There are very few limitations with respect to the provisions that the operating agreement may not supplant, vary or disclaim. These include but may not be limited to:
- Filings and payments to the Secretary of State
- Making the operating agreement apply to persons who are not parties
- Eliminating the right of a member to bring a derivative action
- Eliminating the right of a member to request judicial dissolution
- Limiting restrictions on distributions and liability from wrongful distributions
- Limiting a member’s right to information as set forth in the Act
One interesting provision is that the operating agreement may provide for the forum in which disputes concerning the LLC or the rights and duties of interest owners and other parties to the operating Agreement are to be resolved.

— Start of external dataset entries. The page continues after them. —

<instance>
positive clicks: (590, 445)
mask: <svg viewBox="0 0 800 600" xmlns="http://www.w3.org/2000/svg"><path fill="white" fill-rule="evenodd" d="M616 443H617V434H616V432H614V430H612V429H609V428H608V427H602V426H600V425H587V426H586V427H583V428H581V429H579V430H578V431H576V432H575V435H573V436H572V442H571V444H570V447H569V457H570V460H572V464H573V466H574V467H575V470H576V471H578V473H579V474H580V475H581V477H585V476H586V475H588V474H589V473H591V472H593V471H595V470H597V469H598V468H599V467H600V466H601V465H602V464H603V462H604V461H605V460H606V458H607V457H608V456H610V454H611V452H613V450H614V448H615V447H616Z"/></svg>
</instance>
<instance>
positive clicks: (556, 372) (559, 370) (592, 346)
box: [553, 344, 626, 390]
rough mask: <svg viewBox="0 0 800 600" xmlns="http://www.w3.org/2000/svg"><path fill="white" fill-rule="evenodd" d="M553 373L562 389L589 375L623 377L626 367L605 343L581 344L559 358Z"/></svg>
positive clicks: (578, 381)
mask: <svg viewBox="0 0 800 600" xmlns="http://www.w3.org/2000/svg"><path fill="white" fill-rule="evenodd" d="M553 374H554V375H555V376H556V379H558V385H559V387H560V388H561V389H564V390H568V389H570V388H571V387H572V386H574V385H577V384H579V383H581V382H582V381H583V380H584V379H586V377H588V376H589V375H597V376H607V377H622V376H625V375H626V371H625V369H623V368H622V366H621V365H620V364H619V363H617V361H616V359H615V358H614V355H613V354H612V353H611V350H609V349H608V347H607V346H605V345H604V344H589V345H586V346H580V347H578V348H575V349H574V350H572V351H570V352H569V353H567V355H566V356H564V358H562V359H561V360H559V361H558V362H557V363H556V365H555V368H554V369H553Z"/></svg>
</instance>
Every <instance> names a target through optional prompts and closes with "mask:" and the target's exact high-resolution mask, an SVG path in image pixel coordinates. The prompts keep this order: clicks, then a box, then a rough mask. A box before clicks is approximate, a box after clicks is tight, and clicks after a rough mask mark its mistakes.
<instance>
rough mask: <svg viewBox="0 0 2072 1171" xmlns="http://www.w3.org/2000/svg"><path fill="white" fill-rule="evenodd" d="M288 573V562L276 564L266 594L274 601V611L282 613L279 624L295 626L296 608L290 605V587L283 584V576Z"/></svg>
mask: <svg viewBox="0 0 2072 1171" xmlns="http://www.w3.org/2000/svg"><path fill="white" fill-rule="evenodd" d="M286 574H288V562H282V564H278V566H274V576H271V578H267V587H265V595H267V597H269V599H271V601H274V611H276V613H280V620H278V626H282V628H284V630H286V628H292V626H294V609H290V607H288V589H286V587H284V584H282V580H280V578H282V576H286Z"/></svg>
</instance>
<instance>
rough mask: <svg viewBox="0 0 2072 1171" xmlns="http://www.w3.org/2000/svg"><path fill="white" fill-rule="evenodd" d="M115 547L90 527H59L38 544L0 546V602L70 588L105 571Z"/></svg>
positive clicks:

Oral or implied provisions in the operating agreement may not supplant, vary, disclaim or nullify any contrary or inconsistent written provisions of the operating agreement to the detriment of the rights of persons not parties to the operating agreement to the extent that they reasonably rely on those written provisions of the operating agreement. Nothing prohibits an oral agreement, but the best practice is to always put it in writing.
Finally, the implied covenant of good faith and fair dealing and the requirement that the operating agreement not be unconscionable at the time made govern the enforcement of the operating agreement are specifically set forth in the Act.